Hace una semana, el mundo quedó conmocionado por el violento y triste evento de un joven negro aniquilado en una situación de exceso de poder y fuerza bruta. Enseguida, muchas voces se alzaron en protestas tanto pacíficas como violentas exigiendo justicia e igualdad por la vida de un ser humano.

Por Caro Carreira – @carrerira_caro
En los últimos días hemos visto desde incendios y vandalismos, hasta protestas donde las personas terminan en un abrazo y oraciones, pero todo este caos y shock emocional nos hace también pensar en todas las situaciones que conducen al punto trágico, y viéndolo desde varios aspectos, no solo los negros sufren discriminación. En el mundo entero aún existen diferencias por religión, raza, color, nacionalidad, sexo, preferencia sexual, estatus socioeconómico…
Todas estas diferencias son aprendidas generación tras generación y solamente cuando entendamos que debemos hacer una pausa y cambiar ese aprendizaje por una nueva manera de pensar, seguiremos con esta misma situación dentro de cien años más.

La discriminación y abuso de poder existe todos los días en diferentes países, ciudades, y lugares; en el momento que cruzas a la otra acera porque viene un negro caminando, cuando piensas que todos los árabes son terroristas, cuando siendo hispano te hablan en inglés por ser “muy blanco”; cuando a un latino le abren su maleta en el aeropuerto para corroborar que no lleva nada indebido.
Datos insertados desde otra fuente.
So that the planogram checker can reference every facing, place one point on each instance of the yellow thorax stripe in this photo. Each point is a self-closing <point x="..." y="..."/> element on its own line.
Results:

Incluso, cuando te pagan menos de lo que vales en tu trabajo o te hacen trabajar más horas sin pagarlas, cuando piensas que una mujer debe ganar menos salario o que no puede hacer cierto tipo de trabajo, cuando alguien le pide a otro hacer algo en contra de su voluntad por tener mayor jerarquía o rango… hacer sentir menos a otro ser humano por cualquier motivo, es un completo error.
Son muchos los casos del día a día donde el racismo, la discriminación y el exceso de poder se ve en todos los países del mundo, y aunque parezca raro, el sentirse inferior es parte de agrandar esa brecha, cuando por ejemplo en garitas de residenciales no piden identificación porque la persona va en un carro lujoso… ¿¿¿por qué???, frases como “los blancos no saben saltar o bailar”, “negro corriendo es ladrón”; pueden darte risa porque creciste creyendo que es normal o que es relajo, pero no, no es normal y no está bien.
El hecho de que una persona se ofenda al oír términos como negro, chino, etc, crean las diferencias en la cabeza de quien se ofende, que en muchas ocasiones no es la persona de quien se habla. Nadie debe crecer con el temor de recibir golpes por su color, su raza, religión o preferencia sexual; mucho menos morir porque otro cree que es mejor o superior.
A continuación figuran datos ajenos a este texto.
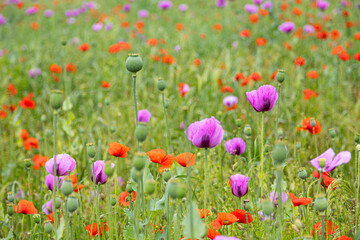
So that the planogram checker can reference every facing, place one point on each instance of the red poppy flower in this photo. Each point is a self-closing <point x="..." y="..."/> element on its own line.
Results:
<point x="118" y="150"/>
<point x="306" y="126"/>
<point x="184" y="158"/>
Si existiera la libertad que pueblos y países promulgan pero no demuestran con hechos, las personas pudiesen ser libres no solo de pensar y hablar diferente, también por tener gustos diferentes, religiones diferentes, vivir en barrios diferentes, etc. Cosas que han sido creadas por el hombre y por la sociedad y que el hombre ha utilizado para etiquetar y dividirnos.
¿Qué tanto hemos avanzado en el siglo XXI?
Parece que no mucho en cuanto a humanidad se refiere, no hemos aprendido a respetar ni hemos permitido que exista verdadera libertad.
Con respecto a la vida y el color de una persona, si Dios, el universo o lo naturaleza nos creó de diferente color, de manera hermosa y perfecta, ¿quién en su razonamiento imperfecto y humano puede decir que un color de piel vale más que otro? Somos todos iguales! Y esto solo podrá menguar y parar cuando en cada familia se deje de enseñar que el color de piel nos hace diferentes.
Enseñen a sus hijos que Dios tomó una paleta de colores y pintó a los hombres de diferentes tonos para darle vida a la majestuosa obra de arte que es la naturaleza y la humanidad, de la misma manera que un artista tiene diferentes tonos en su paleta de colores, de la misma manera que la flora tiene tonos diferentes de verde y flores de diferentes colores, así como los mares tienen diferentes tonalidades, y como el cielo puede ser de un profundo celeste o llegar a intensos naranjas.

Estrechémonos más las manos entre todos sin ver las diferencias, y enfocarnos más en las cosas que tenemos en común.